3D printing brings drug production to the masses, but can it be regulated?
Technological advancement has revolutionized manufacturing procedures. One of the most talked about advancements in manufacturing is 3D printing. 3D printing not only holds potential for entertainment and consumer purposes, this technology is posited as a way to revolutionize health care. From tissue and organ engineering to drug discovery, 3D printing promises to fix our health problems. Recently, chemistry got on the 3D printing wagon and this new approach could move chemistry to the masses, and maybe even allow people to print their own drugs.
Researchers at the University of Glasgow are behind the 3D chemistry printing, using 3D printers as chemical synthesizers. The reactionary agents are printed in layers with the last reactionary agent printed first. The addition of a liquid at the top creates the chemical reaction. Currently, research on this technique has been limited to proof of principle, but researchers are beginning work to show that currently available pharmaceuticals can be made using this approach.
If 3D printing can indeed be used for chemical synthesis, chemistry and chemical discovery could occur without the expensive lab infrastructure. This could greatly advance small commercial enterprises and could be used to create niche and individualized medication. Furthermore, if this technology proves feasible to implement in the developing world, it could greatly improve health care by increasing access to pharmaceuticals.
As exciting as all this is, there are also numerous implications of this technology that must be considered. The first is safety.
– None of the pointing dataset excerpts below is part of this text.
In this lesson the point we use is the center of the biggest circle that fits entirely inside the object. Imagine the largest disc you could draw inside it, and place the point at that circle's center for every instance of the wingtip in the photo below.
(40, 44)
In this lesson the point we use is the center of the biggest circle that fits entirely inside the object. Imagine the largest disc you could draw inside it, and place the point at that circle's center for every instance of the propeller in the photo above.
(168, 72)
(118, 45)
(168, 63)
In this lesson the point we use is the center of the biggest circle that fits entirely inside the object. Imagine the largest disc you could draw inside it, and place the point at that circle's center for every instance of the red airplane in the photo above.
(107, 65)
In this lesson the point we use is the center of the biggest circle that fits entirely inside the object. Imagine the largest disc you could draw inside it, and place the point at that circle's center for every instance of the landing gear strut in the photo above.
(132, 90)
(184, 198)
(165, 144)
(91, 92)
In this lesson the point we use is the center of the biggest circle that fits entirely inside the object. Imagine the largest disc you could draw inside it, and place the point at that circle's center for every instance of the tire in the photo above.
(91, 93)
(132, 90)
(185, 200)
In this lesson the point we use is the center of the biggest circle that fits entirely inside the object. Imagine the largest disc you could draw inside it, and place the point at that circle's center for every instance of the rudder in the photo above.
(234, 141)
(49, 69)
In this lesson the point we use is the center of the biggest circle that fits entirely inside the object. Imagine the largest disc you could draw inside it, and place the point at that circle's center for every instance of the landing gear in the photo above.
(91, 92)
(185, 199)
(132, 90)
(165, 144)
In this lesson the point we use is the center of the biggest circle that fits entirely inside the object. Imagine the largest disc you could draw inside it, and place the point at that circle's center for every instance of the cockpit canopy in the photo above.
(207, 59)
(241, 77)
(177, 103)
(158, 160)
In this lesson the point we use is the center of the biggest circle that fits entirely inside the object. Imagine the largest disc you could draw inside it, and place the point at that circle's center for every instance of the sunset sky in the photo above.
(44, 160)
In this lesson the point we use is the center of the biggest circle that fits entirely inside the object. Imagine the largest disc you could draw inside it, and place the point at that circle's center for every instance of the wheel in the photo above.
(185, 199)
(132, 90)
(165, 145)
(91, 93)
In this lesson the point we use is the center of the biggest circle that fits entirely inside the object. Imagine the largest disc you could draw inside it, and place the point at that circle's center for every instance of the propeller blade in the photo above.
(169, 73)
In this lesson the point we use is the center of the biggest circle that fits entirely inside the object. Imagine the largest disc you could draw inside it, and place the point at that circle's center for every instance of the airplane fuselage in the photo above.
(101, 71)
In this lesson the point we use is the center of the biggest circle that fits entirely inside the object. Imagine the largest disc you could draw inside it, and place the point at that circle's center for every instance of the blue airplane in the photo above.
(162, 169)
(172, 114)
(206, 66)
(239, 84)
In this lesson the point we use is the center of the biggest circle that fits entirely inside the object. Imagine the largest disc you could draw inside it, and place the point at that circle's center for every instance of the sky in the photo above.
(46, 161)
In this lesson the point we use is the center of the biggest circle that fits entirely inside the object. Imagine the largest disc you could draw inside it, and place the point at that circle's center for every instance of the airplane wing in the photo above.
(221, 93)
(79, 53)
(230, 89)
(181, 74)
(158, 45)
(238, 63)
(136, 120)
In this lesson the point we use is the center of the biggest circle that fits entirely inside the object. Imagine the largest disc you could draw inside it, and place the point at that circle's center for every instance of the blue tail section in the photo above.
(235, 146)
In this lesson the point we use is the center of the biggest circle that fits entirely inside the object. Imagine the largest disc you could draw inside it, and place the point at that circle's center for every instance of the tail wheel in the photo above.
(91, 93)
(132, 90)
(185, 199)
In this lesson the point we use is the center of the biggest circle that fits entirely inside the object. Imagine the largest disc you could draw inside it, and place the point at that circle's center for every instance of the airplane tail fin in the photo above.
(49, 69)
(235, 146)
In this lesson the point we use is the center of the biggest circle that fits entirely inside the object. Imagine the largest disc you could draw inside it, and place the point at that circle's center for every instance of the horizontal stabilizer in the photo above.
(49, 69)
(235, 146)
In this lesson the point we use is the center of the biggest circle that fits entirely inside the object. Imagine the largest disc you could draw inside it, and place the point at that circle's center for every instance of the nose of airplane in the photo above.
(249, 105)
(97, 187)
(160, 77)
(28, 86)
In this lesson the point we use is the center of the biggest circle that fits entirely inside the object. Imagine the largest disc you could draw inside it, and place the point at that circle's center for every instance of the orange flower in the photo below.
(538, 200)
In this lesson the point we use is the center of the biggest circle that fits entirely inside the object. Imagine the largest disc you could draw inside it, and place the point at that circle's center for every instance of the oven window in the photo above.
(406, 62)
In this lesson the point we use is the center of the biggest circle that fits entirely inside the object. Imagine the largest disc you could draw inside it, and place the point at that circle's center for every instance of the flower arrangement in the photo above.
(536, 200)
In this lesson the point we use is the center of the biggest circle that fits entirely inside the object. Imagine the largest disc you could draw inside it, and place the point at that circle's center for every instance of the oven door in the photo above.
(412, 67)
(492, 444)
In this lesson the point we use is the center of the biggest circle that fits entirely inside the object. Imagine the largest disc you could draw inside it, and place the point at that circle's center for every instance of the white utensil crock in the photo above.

Chemistry can quickly turn deadly for researchers when done incorrectly. Even if the chemicals can be made safely, design could be a major issue. Improper chemical reactions can result in pharmaceuticals that cause major health deficits, such as that seen in the MPTP incident in 1976. Another issue centers around the making of illegal drugs to be sold on the black market. Nonmedical prescription drug abuse is a major problem, even in today's highly-regulated environment. In 2010, an estimated seven million US individuals used prescription drugs recreationally and, after cannabis, prescription drugs are the most commonly abused drugs in high school students. These statistics make the possibility of 'at home' printing of drugs problematic.
The main way around these issues is regulation. In designing this procedure, the researchers hope to create a regulatory system that addresses these issues. Namely, they intend to implement a software system that could not be modified. This system would require pre-evaluation of the reactions prior to their use in printing. While regulation is necessary, pre-evaluation could be time-consuming and costly. This regulation could negate some of the proposed advantages of this technique, such as the ability to make custom medications and efficiently bring advances in chemistry. Additionally, this regulation still does not address the issue of illegal production of 'approved' pharmaceuticals.
The technology for printing pharmaceuticals and chemical reactions is here. If 3D printing can create entire organs, it should be able to make an ibuprofen. In this instance the technology itself might not be the limiting factor, rather, how this technology is regulated, will be the difficult issue. From the dangerous nature of chemical reactions to the production of illegal drugs, an underlying infrastructure needs to be in place before the mass use of this technology.